Saturday, 4 September 2010

Wittgenstein - and Lonergan

This is another old draft blog entry for what it is worth. (I still intending having the paper mentioned published in Divyadaan: Journal of Philosophy and Religion):
Yesterday I digitalized an old paper of mine on Wittgenstein's Private Language Argument. his is a paper prepared in November 1980 during the second year of the Master’s degree course in Philosophy at Jnana Deepa Vidyapeeth, Pune, under the guidance of Dr Lisbert D’Souza, SJ. I publish it here without significant changes - quite conscious of the fact that Wittgenstein scholarship has probably made large strides in the intervening space of 29 years – because I find it still provides a rather nuanced interpretation of Wittgenstein, and in the hope that it might be a small step towards dialectic and dialogue between Wittgenstein and Lonergan. Scholars will know that Lonergan dedicates a section of his chapter on Dialectic in his Method in Theology (Toronto: University of Toronto Press, 1990, 253-257) to Wittgenstein (section 7: The Dialectic of Methods: Part One), insisting rather strongly on mental acts and on the essentially private character of language in its origins.

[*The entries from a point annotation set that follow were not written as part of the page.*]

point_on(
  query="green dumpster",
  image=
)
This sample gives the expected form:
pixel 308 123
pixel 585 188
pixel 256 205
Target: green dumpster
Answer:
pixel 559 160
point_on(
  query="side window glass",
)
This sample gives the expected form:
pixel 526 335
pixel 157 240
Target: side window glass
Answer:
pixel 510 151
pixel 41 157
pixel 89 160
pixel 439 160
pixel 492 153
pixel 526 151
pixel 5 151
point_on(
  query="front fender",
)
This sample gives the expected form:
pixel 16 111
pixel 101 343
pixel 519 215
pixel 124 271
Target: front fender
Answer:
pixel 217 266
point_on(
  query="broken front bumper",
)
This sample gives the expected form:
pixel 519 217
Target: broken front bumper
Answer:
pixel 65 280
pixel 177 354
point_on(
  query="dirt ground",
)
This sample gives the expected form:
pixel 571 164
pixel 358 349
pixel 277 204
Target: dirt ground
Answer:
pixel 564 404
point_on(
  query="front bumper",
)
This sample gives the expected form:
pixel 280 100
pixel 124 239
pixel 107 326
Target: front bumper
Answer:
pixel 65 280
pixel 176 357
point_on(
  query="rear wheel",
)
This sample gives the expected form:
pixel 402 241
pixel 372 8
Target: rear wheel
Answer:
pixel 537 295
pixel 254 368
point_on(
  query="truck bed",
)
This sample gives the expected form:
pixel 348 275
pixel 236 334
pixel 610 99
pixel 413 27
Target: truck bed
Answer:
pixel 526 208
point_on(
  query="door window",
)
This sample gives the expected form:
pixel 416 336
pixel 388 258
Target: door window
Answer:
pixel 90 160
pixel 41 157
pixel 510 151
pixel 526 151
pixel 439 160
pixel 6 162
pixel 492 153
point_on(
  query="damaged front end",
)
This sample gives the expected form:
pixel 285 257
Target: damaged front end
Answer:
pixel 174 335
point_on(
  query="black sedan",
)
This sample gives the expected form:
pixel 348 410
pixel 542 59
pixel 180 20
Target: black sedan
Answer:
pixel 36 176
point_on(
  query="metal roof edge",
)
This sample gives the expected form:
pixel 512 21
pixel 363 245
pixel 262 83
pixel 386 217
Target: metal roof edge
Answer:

Lonergan, however, was no Wittgenstein scholar; he was reacting, as is evident also from the text itself, to questions posed him by Edward MacKinnon during one of his institutes on method in theology (see Transcendental Philosophy and the Study of Religion, Boston, 1968); so, despite the strong language he uses, the relationship between Wittgenstein and Lonergan still remains, to my mind, an open question.